Tongo's national stardom reached its peak in 2008, when he released a purposely goofy English version of "La pituca". The song, notorious for its orthographical errors and erroneous verse translations, surpassed the popularity of the original and even became a YouTube hit. Since then, he has continued to entice the public with intentionally comedic cover versions of mainstream songs, including "Ai Se Eu Te Pego", Justin Bieber's "Baby", Psy's "Gangnam Style", Foster the People's "Pumped Up Kicks", System of a Down's "Chop Suey!" and Linkin Park's "Numb". He later went on to cover Eminem's "Rap God", Michael Jackson's "Billie Jean" (Bili Yin) and Eagles's "Hotel California".

== Musical career ==
=== 2010–2016 ===
In 2011, after a few years without recording any new major hits, Tongo made a cover version for The Beatles' song "Let It Be". Under the title of "Lady bi", the song was Tongo's first cover version of a song in English. That same year he performed it at Peru's Teleton. Nonetheless, Tongo's major success for 2011 was his cover version of the popular Justin Bieber song "Baby". The cover became an instant internet sensation, and aided in Tongo's return to major popular music venues in Peru. In October of that year, Latin Grammy-award-winning singer-songwriter Gian Marco in a light-hearted Facebook message congratulated the singer for his new hit cover (Spanish: "Ayyyy! Tongo, Tongo, Tongo! tú eres el único en este planeta que puede hacer este tipo de cosas! jajajajaja! un éxito!! jajajajaja!"). Both songs followed the trend of "La pituca (en Ingles)" in that they deliberately used verbally incorrect English. He also dedicated a song to the pisco sour amidst celebrations for the cocktail's national holiday.

=== 2017 YouTube Covers ===
In late 2016, Tongo performed a cover of "Chop Suey!" by System of a Down, which received attention from other YouTube Channels and media. Tongo subsequently covered Linkin Park's "Numb". During Linkin Park's One More Light World Tour visit to Peru, Mike Shinoda reacted to the song by joking "Oh my God! That's amazing! This is fantastic! I love this (...) Can we put that? That's amazing, like, end of the show's music?" Two weeks later, Shinoda shared the song through his Twitter account.

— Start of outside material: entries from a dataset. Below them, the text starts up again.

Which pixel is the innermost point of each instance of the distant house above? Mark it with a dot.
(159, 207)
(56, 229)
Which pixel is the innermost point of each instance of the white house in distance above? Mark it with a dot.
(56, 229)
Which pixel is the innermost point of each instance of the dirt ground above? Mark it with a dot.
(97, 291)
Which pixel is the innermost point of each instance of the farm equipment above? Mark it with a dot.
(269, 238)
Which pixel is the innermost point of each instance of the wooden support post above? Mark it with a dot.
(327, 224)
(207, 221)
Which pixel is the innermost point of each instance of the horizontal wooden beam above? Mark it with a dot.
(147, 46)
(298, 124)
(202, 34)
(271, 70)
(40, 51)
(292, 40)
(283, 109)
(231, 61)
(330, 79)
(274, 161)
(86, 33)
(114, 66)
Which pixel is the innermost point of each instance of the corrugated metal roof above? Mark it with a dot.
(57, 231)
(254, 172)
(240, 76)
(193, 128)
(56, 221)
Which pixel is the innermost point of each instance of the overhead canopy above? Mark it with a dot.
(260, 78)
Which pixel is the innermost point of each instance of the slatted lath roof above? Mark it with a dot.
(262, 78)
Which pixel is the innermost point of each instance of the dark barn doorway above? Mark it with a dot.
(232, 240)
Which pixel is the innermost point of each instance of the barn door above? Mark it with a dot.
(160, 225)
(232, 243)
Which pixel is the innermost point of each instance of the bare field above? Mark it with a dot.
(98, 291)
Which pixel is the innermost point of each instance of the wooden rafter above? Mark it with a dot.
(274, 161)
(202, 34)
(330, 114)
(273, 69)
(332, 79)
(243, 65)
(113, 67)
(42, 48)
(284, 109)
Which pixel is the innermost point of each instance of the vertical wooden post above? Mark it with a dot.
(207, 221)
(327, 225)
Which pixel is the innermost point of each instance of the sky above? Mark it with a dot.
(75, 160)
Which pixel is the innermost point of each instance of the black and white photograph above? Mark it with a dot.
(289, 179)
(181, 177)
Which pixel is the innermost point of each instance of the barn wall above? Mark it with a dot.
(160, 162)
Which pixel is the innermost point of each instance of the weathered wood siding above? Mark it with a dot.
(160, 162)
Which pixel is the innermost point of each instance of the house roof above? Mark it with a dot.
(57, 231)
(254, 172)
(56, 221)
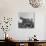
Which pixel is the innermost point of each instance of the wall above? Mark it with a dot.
(11, 8)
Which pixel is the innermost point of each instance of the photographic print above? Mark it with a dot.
(26, 20)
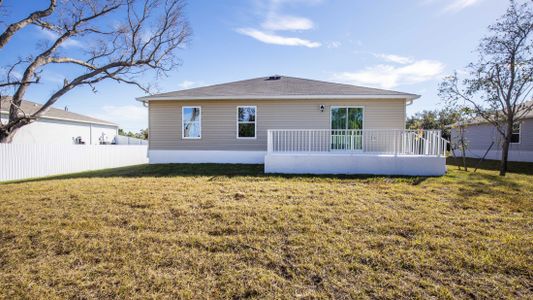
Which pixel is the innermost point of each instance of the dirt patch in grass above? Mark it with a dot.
(212, 231)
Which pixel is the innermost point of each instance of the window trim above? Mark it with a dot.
(242, 122)
(347, 106)
(519, 134)
(183, 123)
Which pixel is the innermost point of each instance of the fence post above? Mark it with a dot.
(269, 140)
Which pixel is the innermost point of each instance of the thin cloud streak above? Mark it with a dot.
(276, 22)
(390, 76)
(271, 38)
(398, 59)
(459, 5)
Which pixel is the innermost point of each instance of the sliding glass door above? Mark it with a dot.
(346, 128)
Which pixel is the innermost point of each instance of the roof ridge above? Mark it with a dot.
(278, 87)
(346, 84)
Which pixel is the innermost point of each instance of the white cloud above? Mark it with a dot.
(130, 117)
(271, 38)
(389, 76)
(458, 5)
(277, 22)
(394, 58)
(70, 43)
(334, 44)
(186, 84)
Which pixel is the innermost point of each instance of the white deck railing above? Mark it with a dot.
(378, 141)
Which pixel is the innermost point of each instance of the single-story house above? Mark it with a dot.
(60, 126)
(479, 135)
(292, 125)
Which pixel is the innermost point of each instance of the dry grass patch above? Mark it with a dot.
(213, 231)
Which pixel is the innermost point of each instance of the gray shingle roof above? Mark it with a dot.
(265, 87)
(55, 113)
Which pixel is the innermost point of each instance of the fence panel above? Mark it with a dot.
(20, 161)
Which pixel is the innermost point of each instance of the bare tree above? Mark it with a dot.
(499, 85)
(122, 40)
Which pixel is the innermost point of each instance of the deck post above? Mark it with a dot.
(269, 141)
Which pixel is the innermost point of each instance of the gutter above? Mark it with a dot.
(409, 97)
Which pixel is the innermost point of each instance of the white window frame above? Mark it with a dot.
(183, 123)
(242, 122)
(519, 134)
(347, 106)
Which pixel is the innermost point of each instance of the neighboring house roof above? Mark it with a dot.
(278, 87)
(480, 120)
(29, 107)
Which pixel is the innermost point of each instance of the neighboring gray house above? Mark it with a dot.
(59, 126)
(479, 135)
(292, 125)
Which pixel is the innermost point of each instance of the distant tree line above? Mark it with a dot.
(435, 119)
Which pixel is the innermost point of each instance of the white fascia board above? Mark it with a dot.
(287, 97)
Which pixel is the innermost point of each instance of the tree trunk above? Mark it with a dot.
(505, 148)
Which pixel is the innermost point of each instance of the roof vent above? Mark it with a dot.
(274, 77)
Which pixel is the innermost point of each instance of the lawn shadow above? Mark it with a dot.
(525, 168)
(210, 170)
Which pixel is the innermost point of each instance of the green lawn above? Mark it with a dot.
(230, 231)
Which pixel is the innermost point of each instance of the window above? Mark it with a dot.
(191, 117)
(246, 119)
(515, 137)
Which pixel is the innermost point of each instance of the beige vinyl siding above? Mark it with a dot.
(219, 127)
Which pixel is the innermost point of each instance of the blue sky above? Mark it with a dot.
(406, 45)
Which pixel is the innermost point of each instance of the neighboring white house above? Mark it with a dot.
(60, 126)
(292, 125)
(479, 135)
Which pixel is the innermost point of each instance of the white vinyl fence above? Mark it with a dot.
(126, 140)
(20, 161)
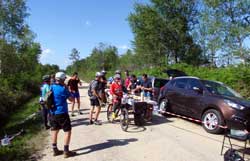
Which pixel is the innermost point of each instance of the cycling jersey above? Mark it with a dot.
(116, 89)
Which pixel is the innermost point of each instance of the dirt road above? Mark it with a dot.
(165, 139)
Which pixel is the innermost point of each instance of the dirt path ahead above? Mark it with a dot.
(166, 139)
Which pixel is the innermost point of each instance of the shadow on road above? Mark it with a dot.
(83, 87)
(105, 145)
(157, 120)
(78, 122)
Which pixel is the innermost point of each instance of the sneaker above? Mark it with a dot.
(113, 115)
(97, 122)
(47, 127)
(57, 152)
(91, 122)
(69, 154)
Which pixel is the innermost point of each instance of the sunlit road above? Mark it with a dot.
(165, 139)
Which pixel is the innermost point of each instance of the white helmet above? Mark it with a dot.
(98, 74)
(117, 76)
(60, 76)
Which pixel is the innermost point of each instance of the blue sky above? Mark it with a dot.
(61, 25)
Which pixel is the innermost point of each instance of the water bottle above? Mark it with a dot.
(155, 110)
(5, 141)
(148, 96)
(142, 95)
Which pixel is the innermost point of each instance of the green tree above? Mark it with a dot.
(74, 56)
(12, 19)
(161, 32)
(225, 29)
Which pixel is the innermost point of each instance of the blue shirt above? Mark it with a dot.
(61, 94)
(45, 89)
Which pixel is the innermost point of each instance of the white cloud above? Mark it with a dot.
(123, 47)
(88, 23)
(45, 56)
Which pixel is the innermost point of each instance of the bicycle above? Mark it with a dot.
(122, 112)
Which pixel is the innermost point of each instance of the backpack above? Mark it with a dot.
(49, 100)
(232, 155)
(90, 89)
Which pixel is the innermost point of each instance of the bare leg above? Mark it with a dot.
(97, 112)
(72, 107)
(78, 104)
(54, 134)
(91, 113)
(67, 137)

On 20 July 2017, following Chester Bennington's death, Tongo announced he will honor his memory by making a cover of "In the End". The cover was released on 27 August 2017.

=== 2020 TikTok Emergence ===
In May 2020, Tongo uploaded a video to YouTube titled "TONGO EN TIK TOK. BUSCAME COMO TONGO PERÚ." He uploaded his first video to TikTok on 14 May 2020, under the username "tongoperu." He has since amassed over 78,000 followers and has uploaded new videos to the platform almost every day.

=== 2021-2022 Livestream Fundraising ===
As Tongo's health declined from 2021 to his death in 2023, he made a habit of livestreaming on YouTube to solicit donations through which he hoped to pay his medical expenses. He had livestreamed prior, but these streams differed in that he would provide calls to action to his viewers in which he would sing one of his songs to them if they donated money through YouTube's Super Chat system. There was often someone aiding him with the streams, which appeared to originate from a mobile device such as a cell phone. It is unknown whether the income from the streams made a meaningful impact on his medical progress.

== Personal life and death ==
In 2010, Jaime Bayly announced that he would make Tongo the godfather of his third child. The singer reacted positively to the announcement and, proclaiming himself an oracle, predicted the child would be a male and future player of Sporting Cristal.

Tongo lived in Miraflores District, Lima. He died from kidney failure complicated by diabetes on 10 March 2023, at the age of 65.